Duruşma sırasında, sanık avukatları söz alarak müvekkillerinin suçsuz olduğunu savundu. Avukatlar, iddiaların asılsız olduğunu ve delillerin yetersiz olduğunu belirterek, tahliye talebinde bulundu. Sanıklar da savunmalarında, suçlamaları reddetti ve masum olduklarını iddia etti. Bir sanık, “Ben sadece işimi yaptım. Bebeklerin sağlığı için elimden geleni yaptım. Bu suçlamalar beni derinden yaraladı,” şeklinde konuştu.
Duruşmayı takip eden aileler ise adalet taleplerini dile getirdi. Bebeklerini kaybeden aileler, sanıkların en ağır şekilde cezalandırılmasını istiyor. Adliye önünde toplanan bir grup aile, “Bebek katilleri hesap verecek!” sloganları attı. Ailelerden biri, “Benim bebeğimi geri getiremezler ama başka bebeklerin ölmesini engelleyebilirler. Adalet yerini bulsun,” dedi. Gözyaşları içinde konuşan bir başka anne ise, “Bu acıyı yaşayan bilir. Onların da canı yansın,” ifadelerini kullandı.
İddianamede yer alan bilgilere göre, sanıkların, hastanelerle anlaşarak, sağlıklı bebekleri bile riskli gösterip yenidoğan yoğun bakım ünitelerine yatırdıkları ve burada gerekli tedavileri yapmayarak ölümlerine neden oldukları iddia ediliyor. Sanıkların, bu şekilde hastanelerden yüksek miktarda para aldıkları ve haksız kazanç elde ettikleri belirtiliyor. Savcılık, bu iddiaları destekleyen çok sayıda belge ve tanık ifadesi olduğunu vurguluyor. Ayrıca, bazı hastane çalışanlarının da sanıklarla işbirliği yaptığı ve olayların örtbas edilmesine yardımcı oldukları iddia ediliyor.
Davanın seyrini değiştirebilecek önemli bir detay ise, bilirkişi raporu. Raporda, bazı bebeklerin ölüm nedenlerinin tıbbi ihmalden kaynaklandığı belirtiliyor. Bu rapor, sanıkların aleyhine önemli bir delil olarak değerlendiriliyor.

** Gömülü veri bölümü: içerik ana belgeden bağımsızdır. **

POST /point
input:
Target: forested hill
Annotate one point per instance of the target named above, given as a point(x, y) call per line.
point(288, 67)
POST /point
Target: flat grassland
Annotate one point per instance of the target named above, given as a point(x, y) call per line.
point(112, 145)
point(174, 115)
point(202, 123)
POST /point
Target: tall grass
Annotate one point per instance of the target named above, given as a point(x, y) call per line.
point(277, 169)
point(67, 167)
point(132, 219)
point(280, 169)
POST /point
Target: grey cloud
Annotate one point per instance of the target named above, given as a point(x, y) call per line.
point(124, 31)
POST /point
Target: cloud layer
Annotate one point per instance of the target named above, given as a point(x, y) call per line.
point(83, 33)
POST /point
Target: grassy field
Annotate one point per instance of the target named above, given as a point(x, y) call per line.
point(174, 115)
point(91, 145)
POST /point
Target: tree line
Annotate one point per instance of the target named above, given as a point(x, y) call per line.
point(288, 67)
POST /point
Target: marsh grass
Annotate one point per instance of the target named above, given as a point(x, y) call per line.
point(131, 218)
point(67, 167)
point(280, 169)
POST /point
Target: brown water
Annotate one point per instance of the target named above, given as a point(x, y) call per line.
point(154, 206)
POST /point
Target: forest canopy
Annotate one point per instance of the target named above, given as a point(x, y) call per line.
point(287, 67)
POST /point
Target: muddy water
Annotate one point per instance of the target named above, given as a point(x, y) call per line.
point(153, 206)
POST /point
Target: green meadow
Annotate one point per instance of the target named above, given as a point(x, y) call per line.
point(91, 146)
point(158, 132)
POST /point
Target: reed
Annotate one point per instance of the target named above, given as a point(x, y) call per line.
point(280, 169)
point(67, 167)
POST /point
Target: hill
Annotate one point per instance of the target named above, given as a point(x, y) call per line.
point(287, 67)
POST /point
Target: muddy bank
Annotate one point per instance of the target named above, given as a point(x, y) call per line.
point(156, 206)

Mahkeme heyeti, sanıkların savunmalarını dinledikten ve delilleri inceledikten sonra, duruşmayı ileri bir tarihe erteledi. Heyet, tutuklu sanıkların tutukluluk hallerinin devamına karar verdi. Bir sonraki duruşmada, tanıkların dinlenmesine ve yeni delillerin incelenmesine devam edilecek. Dava, kamuoyunun yakından takip ettiği önemli bir süreç olmaya devam ediyor. Adalet arayışı içindeki ailelerin umutları, bir sonraki duruşmaya kadar ertelenmiş oldu.
Davanın ne zaman sonuçlanacağı henüz belirsizliğini koruyor. Ancak, kamuoyu, adaletin yerini bulmasını ve suçluların hak ettikleri cezayı almasını bekliyor. Bu dava, sadece bir yargılama süreci değil, aynı zamanda sağlık sistemindeki bazı sorunlara da dikkat çekiyor. Umuyoruz ki bu dava, benzer olayların yaşanmasının önüne geçilmesine katkı sağlar ve bebeklerin yaşam hakkı korunur.